Curtailing business interests!
If the recovery shall indeed benefit everyone, one cannot just listen to the voices of the few. Hence, at the start of the German Presidency the AK is supporting an appeal of the lobby-critical Brussels NGO Corporate Europe Observatory (CEO) and the German NGO LobbyControl for more transparency and the curtailing of business interests. In cooperation with numerous civil society organisations, as well as 92 MEPs, the AK demands that Germany supports a reform of EU legislative procedures, in particular with regard to more transparency concerning Council work. In its capacity as an economic heavyweight, Germany is particularly obligated to let its Presidency not to be influenced by business interests. A current study by LobbyControl and CEO shows that Germany both at national and European level regularly bows to pressure of the car, gas or chemical industry, thereby preventing committed climate policy, which would go beyond greenwashing. Germany’s blockades concerning European tax policy are not forgotten, e.g. the “abstention” on the vote on public country-by-country reporting in November 2019 that catered for the interest of the business lobby.
The German Presidency has a chance of doing a lot of things right during the coming six months and drive forward the development of a social Europe.

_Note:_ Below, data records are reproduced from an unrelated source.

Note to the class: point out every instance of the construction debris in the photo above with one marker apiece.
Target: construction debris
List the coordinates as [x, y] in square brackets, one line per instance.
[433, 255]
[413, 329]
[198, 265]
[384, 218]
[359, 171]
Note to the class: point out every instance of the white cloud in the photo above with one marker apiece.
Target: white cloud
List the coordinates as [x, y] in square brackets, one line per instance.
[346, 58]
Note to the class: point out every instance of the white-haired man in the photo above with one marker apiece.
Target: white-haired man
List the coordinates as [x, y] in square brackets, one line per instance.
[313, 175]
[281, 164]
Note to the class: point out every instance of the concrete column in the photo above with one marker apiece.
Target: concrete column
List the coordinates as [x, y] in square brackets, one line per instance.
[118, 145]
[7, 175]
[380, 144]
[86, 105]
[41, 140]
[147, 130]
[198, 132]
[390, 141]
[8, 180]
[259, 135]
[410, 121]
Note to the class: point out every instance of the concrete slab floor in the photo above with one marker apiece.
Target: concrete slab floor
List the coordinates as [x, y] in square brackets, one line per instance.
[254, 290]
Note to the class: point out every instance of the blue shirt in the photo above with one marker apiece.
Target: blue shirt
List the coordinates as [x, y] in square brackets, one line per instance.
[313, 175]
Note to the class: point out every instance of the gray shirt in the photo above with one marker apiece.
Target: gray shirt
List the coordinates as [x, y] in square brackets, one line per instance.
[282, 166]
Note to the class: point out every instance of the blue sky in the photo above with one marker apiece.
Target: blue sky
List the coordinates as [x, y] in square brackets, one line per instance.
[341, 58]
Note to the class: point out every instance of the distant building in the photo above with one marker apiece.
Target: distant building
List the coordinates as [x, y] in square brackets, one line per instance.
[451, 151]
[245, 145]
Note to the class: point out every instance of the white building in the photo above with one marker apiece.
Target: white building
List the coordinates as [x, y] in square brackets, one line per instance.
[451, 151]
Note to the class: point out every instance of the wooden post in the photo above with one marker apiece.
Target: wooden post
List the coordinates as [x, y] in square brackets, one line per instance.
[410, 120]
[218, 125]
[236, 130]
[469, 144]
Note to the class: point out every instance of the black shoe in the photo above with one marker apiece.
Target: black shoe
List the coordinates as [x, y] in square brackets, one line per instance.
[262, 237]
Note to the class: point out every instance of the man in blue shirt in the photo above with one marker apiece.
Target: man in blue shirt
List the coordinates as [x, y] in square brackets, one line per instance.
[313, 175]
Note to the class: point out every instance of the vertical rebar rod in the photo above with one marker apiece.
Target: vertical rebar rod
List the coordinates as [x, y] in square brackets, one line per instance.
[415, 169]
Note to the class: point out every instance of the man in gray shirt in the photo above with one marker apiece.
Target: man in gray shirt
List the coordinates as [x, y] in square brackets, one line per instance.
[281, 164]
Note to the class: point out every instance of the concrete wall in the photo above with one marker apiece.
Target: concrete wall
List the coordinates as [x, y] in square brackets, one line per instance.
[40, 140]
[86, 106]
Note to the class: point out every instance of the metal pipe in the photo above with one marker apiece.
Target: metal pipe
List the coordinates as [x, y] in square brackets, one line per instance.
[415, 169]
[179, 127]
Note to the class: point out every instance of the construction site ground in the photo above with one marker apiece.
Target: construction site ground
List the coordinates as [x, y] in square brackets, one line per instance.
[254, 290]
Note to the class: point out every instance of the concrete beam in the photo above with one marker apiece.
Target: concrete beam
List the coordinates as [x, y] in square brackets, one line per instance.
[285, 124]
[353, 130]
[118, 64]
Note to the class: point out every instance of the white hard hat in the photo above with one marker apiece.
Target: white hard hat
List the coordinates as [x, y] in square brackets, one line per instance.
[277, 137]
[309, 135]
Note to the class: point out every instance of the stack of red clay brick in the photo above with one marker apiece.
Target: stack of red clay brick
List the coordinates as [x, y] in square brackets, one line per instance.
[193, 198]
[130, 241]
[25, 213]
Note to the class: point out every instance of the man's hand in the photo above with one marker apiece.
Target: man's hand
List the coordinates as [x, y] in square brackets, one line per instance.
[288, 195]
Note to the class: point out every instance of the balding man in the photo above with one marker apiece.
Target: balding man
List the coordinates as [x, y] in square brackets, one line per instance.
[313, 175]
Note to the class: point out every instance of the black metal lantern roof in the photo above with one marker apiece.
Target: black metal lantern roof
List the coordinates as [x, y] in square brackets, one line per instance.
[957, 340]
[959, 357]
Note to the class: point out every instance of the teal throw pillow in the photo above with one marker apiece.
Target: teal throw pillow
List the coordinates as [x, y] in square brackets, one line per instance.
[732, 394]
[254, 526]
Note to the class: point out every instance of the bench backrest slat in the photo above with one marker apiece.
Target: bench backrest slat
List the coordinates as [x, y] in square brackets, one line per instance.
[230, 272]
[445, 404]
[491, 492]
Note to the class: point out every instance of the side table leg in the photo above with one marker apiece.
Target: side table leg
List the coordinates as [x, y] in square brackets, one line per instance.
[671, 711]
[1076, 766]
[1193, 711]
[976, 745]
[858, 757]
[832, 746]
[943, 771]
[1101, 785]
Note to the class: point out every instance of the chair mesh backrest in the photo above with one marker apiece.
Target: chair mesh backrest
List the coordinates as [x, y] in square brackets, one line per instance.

However, caution is advised because of the German proximity to business interests, which once more could undermine a clear commitment to a fair and urgently needed European tax policy. In addition, the Programme contains some red flags, for example when the “effective implementation” of the “One it, One out” rule is suggested or when the “viability of public finances” in the context of the Stability and Growth Pact is being promoted. From the AK’s point of view, the introduction of a Golden Investment Rule, which would enable the successful and fair implementation of the Green Deal by appropriate budgetary flexibility, is urgently required.